Contemporary Cognitive Behavior Therapies
Contemporary behavioral and cognitive-behavioral therapies are best understood as an applied progression of conventional behavior therapy toward the incorporation of techniques and approaches that bear an Eastern signature. Among these contemporary approaches are Acceptance and Commitment Therapy (ACT), Dialectal Behavior Therapy (DBT), Mindfulness-Based Cognitive Therapy (MBCT), Mindfulness-Based Stress Reduction (MBSR), and certain aspects of Behavioral Activation (BA). In this section, we first provide an overview of several representative contemporary behavioral/cognitive-behavioral approaches and then compare them to Morita Therapy with the goal of contributing to the continuing discussion surrounding their similarities and differences (see also Corrigan, 2001; Gibson, 1974; Hayes, 2008; Hofmann, 2008; Spates, 2004).

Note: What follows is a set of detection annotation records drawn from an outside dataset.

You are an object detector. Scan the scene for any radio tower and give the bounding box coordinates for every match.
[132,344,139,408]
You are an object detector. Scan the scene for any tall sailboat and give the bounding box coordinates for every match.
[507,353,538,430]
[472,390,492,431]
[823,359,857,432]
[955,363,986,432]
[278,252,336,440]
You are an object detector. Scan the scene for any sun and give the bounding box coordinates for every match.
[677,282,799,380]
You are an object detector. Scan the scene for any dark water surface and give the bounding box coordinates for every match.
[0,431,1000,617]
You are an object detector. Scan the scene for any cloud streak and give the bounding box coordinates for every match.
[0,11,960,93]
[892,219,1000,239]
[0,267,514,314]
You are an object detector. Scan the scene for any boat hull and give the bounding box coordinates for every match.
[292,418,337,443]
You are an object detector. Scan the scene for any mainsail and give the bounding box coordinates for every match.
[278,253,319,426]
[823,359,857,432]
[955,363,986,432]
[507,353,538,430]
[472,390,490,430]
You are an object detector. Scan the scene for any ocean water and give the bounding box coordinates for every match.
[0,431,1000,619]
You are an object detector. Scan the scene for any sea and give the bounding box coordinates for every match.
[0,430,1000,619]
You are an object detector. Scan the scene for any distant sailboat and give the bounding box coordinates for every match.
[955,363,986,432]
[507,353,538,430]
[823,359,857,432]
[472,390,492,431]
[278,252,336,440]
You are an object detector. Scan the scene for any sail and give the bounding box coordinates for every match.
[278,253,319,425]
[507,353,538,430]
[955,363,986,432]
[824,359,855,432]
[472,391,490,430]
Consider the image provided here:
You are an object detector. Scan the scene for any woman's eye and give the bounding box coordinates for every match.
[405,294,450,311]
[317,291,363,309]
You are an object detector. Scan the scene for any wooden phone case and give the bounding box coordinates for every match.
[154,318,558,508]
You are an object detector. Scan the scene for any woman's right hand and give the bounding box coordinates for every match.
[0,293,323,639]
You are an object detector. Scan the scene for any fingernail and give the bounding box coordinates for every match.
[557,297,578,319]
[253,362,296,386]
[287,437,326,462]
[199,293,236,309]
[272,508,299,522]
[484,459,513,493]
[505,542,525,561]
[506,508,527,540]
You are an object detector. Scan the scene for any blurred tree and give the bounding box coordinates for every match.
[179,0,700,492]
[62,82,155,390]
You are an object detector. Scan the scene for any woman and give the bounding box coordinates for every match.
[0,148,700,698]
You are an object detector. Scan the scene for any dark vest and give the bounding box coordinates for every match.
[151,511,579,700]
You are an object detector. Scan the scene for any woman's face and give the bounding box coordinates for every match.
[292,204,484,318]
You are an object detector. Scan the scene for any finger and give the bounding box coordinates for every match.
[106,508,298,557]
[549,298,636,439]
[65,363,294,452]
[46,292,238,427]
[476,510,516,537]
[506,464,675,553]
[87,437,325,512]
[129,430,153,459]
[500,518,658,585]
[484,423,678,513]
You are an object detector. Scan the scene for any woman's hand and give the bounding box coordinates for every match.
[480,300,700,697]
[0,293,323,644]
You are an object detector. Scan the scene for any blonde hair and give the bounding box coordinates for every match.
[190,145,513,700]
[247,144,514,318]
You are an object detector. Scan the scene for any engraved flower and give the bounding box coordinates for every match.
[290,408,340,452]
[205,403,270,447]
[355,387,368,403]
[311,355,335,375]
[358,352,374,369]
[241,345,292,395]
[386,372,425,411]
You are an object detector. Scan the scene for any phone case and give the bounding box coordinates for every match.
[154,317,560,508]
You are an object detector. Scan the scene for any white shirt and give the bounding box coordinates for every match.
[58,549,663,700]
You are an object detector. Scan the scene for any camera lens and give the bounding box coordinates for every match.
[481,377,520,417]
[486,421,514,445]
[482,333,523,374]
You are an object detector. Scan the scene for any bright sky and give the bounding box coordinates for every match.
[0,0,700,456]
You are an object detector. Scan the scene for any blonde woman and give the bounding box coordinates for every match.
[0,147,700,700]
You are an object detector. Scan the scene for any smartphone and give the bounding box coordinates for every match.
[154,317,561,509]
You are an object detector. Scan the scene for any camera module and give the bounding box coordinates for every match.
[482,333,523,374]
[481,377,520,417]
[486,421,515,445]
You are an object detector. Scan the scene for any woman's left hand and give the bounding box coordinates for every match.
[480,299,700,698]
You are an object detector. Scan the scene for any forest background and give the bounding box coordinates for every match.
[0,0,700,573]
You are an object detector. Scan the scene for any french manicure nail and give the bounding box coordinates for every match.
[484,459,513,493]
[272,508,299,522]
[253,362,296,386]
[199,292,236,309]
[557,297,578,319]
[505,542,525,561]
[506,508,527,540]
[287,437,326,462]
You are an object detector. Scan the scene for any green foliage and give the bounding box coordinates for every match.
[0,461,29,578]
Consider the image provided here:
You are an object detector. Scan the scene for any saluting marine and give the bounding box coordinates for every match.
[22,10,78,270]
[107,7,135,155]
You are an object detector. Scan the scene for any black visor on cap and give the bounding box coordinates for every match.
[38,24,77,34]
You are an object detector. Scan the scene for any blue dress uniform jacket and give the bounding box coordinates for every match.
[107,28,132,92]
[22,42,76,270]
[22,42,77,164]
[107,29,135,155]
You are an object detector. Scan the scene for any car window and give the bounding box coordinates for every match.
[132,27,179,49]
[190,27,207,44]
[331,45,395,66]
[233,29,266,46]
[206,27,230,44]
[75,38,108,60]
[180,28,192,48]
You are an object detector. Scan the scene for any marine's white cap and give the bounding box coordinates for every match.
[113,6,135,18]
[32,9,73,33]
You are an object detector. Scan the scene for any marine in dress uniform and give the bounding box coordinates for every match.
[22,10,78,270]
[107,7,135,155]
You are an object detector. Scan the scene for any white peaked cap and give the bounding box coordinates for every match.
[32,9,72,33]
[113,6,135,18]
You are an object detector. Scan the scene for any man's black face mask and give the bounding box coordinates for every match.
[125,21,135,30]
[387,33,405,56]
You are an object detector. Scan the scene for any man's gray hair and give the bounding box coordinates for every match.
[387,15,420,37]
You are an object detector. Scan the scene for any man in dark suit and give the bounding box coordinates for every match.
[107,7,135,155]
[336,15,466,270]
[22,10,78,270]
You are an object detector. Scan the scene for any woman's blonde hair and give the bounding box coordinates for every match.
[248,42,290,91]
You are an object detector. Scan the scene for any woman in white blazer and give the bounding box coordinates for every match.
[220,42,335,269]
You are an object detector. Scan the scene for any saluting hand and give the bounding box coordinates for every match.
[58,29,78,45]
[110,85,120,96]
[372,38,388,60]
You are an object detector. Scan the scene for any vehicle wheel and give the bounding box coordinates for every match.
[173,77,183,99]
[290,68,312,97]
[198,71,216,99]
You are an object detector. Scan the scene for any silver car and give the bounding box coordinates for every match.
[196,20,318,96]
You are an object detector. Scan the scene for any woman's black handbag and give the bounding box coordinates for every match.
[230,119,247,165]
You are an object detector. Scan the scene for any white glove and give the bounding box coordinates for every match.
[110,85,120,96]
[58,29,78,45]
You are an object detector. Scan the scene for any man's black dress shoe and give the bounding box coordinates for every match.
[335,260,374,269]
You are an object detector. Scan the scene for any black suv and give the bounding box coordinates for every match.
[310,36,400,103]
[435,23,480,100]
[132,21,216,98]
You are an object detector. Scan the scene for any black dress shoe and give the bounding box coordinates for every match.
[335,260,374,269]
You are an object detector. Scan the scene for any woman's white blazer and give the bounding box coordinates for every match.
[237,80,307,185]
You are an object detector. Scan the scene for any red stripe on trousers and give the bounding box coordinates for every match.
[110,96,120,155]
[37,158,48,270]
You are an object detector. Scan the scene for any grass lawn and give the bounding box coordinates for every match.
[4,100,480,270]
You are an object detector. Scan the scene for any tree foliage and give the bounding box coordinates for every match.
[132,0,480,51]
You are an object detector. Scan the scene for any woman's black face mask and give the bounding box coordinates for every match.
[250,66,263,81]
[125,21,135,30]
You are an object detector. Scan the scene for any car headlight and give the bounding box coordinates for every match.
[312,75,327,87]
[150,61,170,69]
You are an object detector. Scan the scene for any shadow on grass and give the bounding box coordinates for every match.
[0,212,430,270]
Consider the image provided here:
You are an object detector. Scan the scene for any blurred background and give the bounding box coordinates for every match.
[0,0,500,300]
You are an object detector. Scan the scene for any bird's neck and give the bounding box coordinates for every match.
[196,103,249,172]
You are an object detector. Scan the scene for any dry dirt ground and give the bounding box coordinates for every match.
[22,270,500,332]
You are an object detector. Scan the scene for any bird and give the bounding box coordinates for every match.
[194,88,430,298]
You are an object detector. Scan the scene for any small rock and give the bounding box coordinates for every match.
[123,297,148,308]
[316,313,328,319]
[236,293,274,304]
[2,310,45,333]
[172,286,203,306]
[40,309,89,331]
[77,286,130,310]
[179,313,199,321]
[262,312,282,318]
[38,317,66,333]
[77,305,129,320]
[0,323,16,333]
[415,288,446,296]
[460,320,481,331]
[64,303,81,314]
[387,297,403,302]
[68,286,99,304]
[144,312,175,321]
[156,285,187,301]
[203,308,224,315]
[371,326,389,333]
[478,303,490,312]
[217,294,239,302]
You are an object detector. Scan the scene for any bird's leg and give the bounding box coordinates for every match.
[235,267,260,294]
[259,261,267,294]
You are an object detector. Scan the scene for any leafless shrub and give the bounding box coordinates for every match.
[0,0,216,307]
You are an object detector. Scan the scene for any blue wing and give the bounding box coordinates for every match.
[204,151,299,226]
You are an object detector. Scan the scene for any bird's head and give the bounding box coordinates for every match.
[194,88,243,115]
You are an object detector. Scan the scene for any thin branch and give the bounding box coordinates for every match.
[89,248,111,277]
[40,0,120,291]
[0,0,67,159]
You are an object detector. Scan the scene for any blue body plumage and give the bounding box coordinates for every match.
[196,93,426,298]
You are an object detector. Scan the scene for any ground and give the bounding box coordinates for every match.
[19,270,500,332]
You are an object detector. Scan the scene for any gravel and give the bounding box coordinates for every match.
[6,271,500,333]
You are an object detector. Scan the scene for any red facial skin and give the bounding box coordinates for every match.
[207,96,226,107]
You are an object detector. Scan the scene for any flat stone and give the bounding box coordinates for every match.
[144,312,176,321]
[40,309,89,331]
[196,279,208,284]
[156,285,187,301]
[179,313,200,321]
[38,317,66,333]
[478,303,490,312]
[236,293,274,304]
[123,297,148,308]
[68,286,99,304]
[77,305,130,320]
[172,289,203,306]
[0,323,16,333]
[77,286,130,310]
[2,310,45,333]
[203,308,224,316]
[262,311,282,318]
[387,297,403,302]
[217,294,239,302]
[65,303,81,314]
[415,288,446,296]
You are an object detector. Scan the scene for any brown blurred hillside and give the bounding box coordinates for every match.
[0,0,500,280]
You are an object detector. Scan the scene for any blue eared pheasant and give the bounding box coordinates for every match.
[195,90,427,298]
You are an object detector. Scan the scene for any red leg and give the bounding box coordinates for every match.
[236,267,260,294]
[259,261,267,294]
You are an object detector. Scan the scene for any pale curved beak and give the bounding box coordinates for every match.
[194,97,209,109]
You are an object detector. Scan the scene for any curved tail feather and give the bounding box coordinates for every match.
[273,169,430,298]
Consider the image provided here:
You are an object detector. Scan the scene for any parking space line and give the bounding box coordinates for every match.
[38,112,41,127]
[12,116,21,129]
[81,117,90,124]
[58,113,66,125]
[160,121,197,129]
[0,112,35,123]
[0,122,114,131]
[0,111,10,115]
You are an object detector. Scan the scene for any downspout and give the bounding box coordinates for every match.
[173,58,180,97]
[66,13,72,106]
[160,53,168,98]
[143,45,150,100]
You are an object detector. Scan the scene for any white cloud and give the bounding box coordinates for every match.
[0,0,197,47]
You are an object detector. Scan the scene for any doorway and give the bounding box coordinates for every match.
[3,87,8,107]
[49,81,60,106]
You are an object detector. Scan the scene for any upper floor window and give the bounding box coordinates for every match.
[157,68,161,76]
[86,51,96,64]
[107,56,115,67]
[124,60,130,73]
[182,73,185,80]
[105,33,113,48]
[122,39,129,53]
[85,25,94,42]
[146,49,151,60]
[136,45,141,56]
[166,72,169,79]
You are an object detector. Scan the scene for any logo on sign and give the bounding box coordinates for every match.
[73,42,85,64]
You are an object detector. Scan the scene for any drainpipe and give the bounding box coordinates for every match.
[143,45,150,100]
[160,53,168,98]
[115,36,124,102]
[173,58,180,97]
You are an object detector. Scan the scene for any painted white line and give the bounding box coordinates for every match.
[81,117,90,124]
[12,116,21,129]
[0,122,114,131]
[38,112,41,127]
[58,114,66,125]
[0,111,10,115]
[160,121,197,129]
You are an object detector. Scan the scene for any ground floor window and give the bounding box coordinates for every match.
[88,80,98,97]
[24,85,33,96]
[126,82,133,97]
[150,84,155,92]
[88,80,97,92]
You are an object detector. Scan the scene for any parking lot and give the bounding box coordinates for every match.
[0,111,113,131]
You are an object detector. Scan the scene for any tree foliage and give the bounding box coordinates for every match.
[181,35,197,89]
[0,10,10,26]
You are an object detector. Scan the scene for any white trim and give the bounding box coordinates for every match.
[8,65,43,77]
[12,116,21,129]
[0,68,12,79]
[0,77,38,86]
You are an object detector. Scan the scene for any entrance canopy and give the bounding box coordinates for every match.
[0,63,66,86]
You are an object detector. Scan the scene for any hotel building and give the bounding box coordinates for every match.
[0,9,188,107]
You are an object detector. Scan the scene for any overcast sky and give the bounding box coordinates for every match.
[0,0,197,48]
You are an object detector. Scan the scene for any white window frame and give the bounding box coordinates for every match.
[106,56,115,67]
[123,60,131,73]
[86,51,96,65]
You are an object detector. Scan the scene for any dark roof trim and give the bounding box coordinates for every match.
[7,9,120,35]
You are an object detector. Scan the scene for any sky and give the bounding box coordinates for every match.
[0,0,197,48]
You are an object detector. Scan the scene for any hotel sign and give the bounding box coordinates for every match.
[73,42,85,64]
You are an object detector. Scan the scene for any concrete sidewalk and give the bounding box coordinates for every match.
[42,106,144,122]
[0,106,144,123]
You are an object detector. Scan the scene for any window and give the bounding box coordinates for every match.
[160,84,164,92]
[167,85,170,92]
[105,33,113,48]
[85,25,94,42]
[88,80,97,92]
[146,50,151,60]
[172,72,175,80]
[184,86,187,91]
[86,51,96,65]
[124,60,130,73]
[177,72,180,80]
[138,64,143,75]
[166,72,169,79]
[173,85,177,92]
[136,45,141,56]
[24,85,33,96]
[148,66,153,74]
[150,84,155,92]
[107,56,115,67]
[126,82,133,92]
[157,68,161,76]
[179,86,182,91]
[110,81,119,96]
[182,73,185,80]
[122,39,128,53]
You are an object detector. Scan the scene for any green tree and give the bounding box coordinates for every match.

Acceptance & Commitment Therapy
One of the more public comparisons (cf. Hayes, 2008; Hofmann, 2008) has been made between Morita Therapy and Acceptance and Commitment Therapy, otherwise known as ACT. ACT was born out of problems regarding the persistence of maladaptive behaviors due to language-based rule governance (Hayes, Barnes-Holmes, & Roche, 2001; Hayes, Strosahl, Bunting, Twohig, & Wilson, 2004). The attempt to resolve these problems led to a new approach to the study of language, titled Relational Frame Theory (RFT), and a revived philosophy of science that married pragmatism and functionalism into a view referred to as functional contextualism. Putative principles derived from RFT were then assembled into an approach to treatment known as ACT. By incorporating the notions of cognitive fusion/defusion, advances in the understanding of the paradoxical nature of thought suppression (e.g., Wegner, Schneider, Carter, & White, 1987), and techniques borrowed from other therapies (e.g., Gestalt therapy), ACT became a systematized treatment package amenable to scientific inquiry.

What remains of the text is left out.